No one seems clear who first said it, but it’s become an abiding truth of journalism that, “If a dog bites a man, that is not news. But if a man bites a dog that is news.” To publish an article in which an octogenarian educationalist says basically what he’s been saying for the last few decades would not be news. But if said educationalist were to bite another well-known bastion of traditional education? Publish and be damned!

So, in a recent article about the nonsense of selecting what to teach based on whether material is cognitively ‘age appropriate’, ED Hirsch Jr makes the following aside in the midst of a solidly sensible and perfectly reasonable argument:

We have become disappointed in policies and programmes that seemed experimentally promising, such as smaller class sizes, direct instruction and Success for All. They were all supported by carefully conducted experiments, but in the long run they have disappointed.

Somehow this got turned into, “There is no scientific basis for Direct Instruction” on the front page of the TES magazine. Perhaps unsurprisingly, this has been seized upon as some sort of proof that so-called traditional teaching methods don’t work. It should also not come as too much of a surprise that I don’t think this is a reasonable conclusion to draw from Hirsch’s remarks.

First, we have to work out what Hirsch means by direct instruction. It may be that he’s using it as a catch-all term for what’s more commonly referred to as explicit, whole-class or teacher-led instruction. This would include any teaching method where teachers tell kids stuff, explain what things mean or direct practice. Seeing as this approach to teaching has held sway for most of human history and has over that timed proved very effective at passing on human knowledge and culture, it seems unlikely that Hirsch is arguing for a more child-centred, discovery approach to teaching. Instead, despite the lack of capitalisation in the TES article, it’s rather more likely that he’s referring to Siegfried Engelmann’s Direct Instruction programme.

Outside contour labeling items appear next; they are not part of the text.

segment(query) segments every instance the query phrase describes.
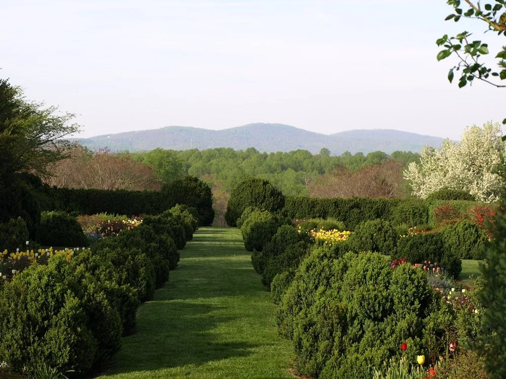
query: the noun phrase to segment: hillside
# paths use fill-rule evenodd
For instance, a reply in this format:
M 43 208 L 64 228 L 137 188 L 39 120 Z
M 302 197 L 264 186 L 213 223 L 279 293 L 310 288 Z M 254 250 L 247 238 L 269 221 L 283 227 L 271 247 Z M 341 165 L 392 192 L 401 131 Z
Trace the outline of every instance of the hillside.
M 396 150 L 419 152 L 426 144 L 439 147 L 443 138 L 393 129 L 349 130 L 329 135 L 281 124 L 255 123 L 221 130 L 167 126 L 75 140 L 92 150 L 107 147 L 114 151 L 220 147 L 244 150 L 254 147 L 261 152 L 305 149 L 314 154 L 327 148 L 332 154 L 339 155 L 347 151 L 364 154 L 377 150 L 388 154 Z

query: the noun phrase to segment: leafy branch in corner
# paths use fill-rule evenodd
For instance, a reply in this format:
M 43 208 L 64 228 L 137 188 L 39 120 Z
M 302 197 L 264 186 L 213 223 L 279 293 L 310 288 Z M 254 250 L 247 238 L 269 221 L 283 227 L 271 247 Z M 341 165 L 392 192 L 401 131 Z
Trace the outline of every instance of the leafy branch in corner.
M 495 0 L 492 4 L 482 5 L 479 1 L 447 0 L 447 4 L 454 8 L 454 13 L 449 15 L 445 20 L 453 20 L 455 22 L 462 18 L 480 20 L 488 26 L 485 31 L 497 32 L 499 35 L 506 36 L 506 0 Z M 464 3 L 463 7 L 461 3 Z M 453 37 L 445 34 L 439 38 L 436 43 L 438 46 L 445 48 L 438 53 L 437 60 L 441 61 L 452 55 L 458 57 L 460 61 L 456 66 L 450 69 L 448 79 L 451 83 L 455 71 L 461 71 L 458 80 L 458 86 L 462 88 L 469 82 L 471 85 L 475 79 L 479 79 L 497 88 L 506 87 L 506 84 L 500 81 L 506 79 L 506 46 L 495 56 L 499 60 L 499 70 L 493 70 L 484 63 L 480 62 L 482 56 L 488 54 L 488 45 L 481 40 L 472 40 L 472 33 L 463 31 Z M 498 79 L 498 80 L 497 80 Z M 506 124 L 506 118 L 502 121 Z

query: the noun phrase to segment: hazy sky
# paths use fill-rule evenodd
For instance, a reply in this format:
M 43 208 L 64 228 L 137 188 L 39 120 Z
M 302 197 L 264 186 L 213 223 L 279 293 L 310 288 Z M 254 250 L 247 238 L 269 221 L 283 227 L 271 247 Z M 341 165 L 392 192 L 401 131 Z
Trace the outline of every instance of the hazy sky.
M 77 114 L 82 136 L 278 122 L 458 139 L 506 117 L 506 90 L 450 84 L 435 40 L 504 37 L 445 22 L 446 3 L 0 0 L 0 77 Z

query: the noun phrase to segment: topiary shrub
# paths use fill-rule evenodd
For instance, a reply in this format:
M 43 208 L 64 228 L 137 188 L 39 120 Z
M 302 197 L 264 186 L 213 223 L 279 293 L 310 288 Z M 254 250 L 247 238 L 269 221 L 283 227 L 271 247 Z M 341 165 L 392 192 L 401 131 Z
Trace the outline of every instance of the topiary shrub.
M 278 274 L 271 283 L 271 296 L 274 304 L 279 304 L 291 282 L 295 277 L 296 270 L 293 269 L 283 271 Z
M 0 291 L 0 356 L 18 372 L 47 364 L 86 373 L 117 351 L 121 334 L 100 282 L 63 256 L 30 266 Z
M 26 223 L 21 217 L 11 219 L 5 223 L 0 224 L 0 252 L 7 249 L 15 251 L 16 249 L 26 248 L 28 240 L 28 229 Z
M 270 256 L 262 273 L 262 282 L 270 289 L 271 283 L 278 274 L 290 269 L 294 270 L 307 254 L 308 244 L 300 241 L 288 245 L 277 255 Z
M 425 225 L 429 222 L 429 207 L 423 200 L 406 199 L 394 209 L 392 223 L 410 226 Z
M 230 194 L 225 220 L 229 226 L 236 226 L 237 219 L 248 207 L 275 213 L 283 208 L 284 202 L 281 192 L 268 180 L 248 178 L 237 184 Z
M 461 221 L 441 231 L 446 248 L 461 259 L 483 259 L 488 242 L 485 231 L 472 222 Z
M 265 245 L 263 250 L 255 250 L 253 252 L 251 255 L 253 268 L 261 274 L 270 258 L 279 255 L 288 246 L 305 239 L 305 236 L 298 232 L 293 226 L 288 225 L 280 226 L 276 234 Z
M 278 229 L 278 220 L 272 213 L 255 211 L 242 224 L 241 231 L 248 251 L 262 251 Z
M 427 232 L 401 237 L 397 242 L 397 251 L 391 254 L 391 258 L 404 258 L 412 263 L 430 261 L 455 278 L 462 270 L 459 255 L 448 248 L 441 232 Z
M 474 196 L 467 191 L 462 190 L 452 190 L 443 188 L 434 192 L 431 192 L 426 198 L 427 201 L 433 200 L 468 200 L 476 201 Z
M 185 204 L 197 209 L 198 224 L 208 226 L 215 218 L 211 187 L 193 176 L 177 179 L 164 186 L 162 192 L 173 204 Z
M 88 244 L 77 219 L 57 212 L 43 212 L 36 239 L 47 246 L 78 247 Z
M 282 315 L 287 316 L 282 325 L 292 325 L 299 373 L 320 379 L 372 377 L 373 368 L 401 354 L 416 361 L 417 355 L 444 351 L 446 346 L 430 350 L 424 344 L 431 315 L 444 304 L 423 271 L 407 264 L 392 269 L 377 253 L 331 259 L 317 252 L 298 269 L 281 303 Z M 444 340 L 445 331 L 437 331 Z
M 251 214 L 253 213 L 254 211 L 262 211 L 256 207 L 247 207 L 245 209 L 244 209 L 244 212 L 241 215 L 241 217 L 237 219 L 237 222 L 236 223 L 237 226 L 238 228 L 242 227 L 242 224 L 244 223 L 244 221 L 249 217 Z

Direct Instruction is a very specific method of both teaching and curriculum design. It takes as its starting premise that if children struggle to learn, this should be seen as a problem with the instructional design rather than evidence that the child is incapable of learning. Engelmann sought to eliminate anything in his instructional sequences that could be considered ambiguous or misleading with the result that his scripted programmes could be faithfully reproduced by any teacher anywhere.

The “carefully conducted experiments” Hirsch mentions might be a reference to the humorously titled Project Follow Through, which ran from 1967-1995 – the largest, most expensive education study ever conducted involving over 70,000 students in 180 schools across the US. Follow Through pitted various approaches to teaching against each other in a straight horse race with Direct Instruction the clear winner in all categories. Not only was it the most effective programme at improving students’ literacy and maths skills, it also  outperformed all other models for more generic cognitive skills and other affective areas such as self-esteem and student engagement.
screen-shot-2016-12-02-at-22-46-01So, what happened? Did Direct Instruction go on to conquer the world as the most effective method for teaching children? No. In fact, As Douglas Carnine (2000) observed:

[DI] was not specially promoted or encouraged in any way…federal dollars were directed toward less effective models in an effort to improve their results…. [S]chools that attempted to use DI —particularly in the early grades, when DI is especially effective—were…discouraged by education organizations.

Hey ho. The fact that few teachers in the UK are even aware of what DI actually is, let alone used it in the classroom speaks volumes. No wonder Hirsch finds it disappointing.

But, that’s not all. It turns out Engelmann and Hirsch have some beef. In 2002, Engelmann took umbrage at an article Hirsch had written criticising educational research as cargo cult science. Engelmann spelt out in no uncertain terms precisely where he felt Hirsch had failed to appreciate the merits of a study such as Follow Through. The debate between these two elder statesmen of traditional education makes for interesting reading and I have some sympathy with the positions of each. Hirsch is right to point out the inability of classroom research to find out why an intervention might work, but Engelmann is right to say that it can still prove that one approach is more effective than another. Could it be that Hirsch dropped in his DI reference as a bit of academic afters? I couldn’t possible comment.

To conclude, we may not know what the best way to teach is – we may never know – but we do have  very clear guidance, from a wide variety of sources, that some interventions are more successful than others. I’m not claiming DI is the way to go if you want to deliver the sort of knowledge-rich curriculum Hirsch advocates, but there is clear evidence, both from laboratories and from field testing, that minimal guidance is less effective than more explicit approaches for school students.

Ignoring what evidence there is in favour of what you prefer to be true is exactly what Hirsch says we need to stop. He argues the problem is that a belief in what he calls “providential individualism – the focus on the unique individual rather than on acculturation, combined with the belief that some supervising providence, like nature or the free market, can guide our educational policies. On the contrary, it’s neither providence nor nature, but we adults who need to decide quite specifically what our children should know and be able to do.”

I’d end by saying, and who could argue with that? Except of course, they are all too many.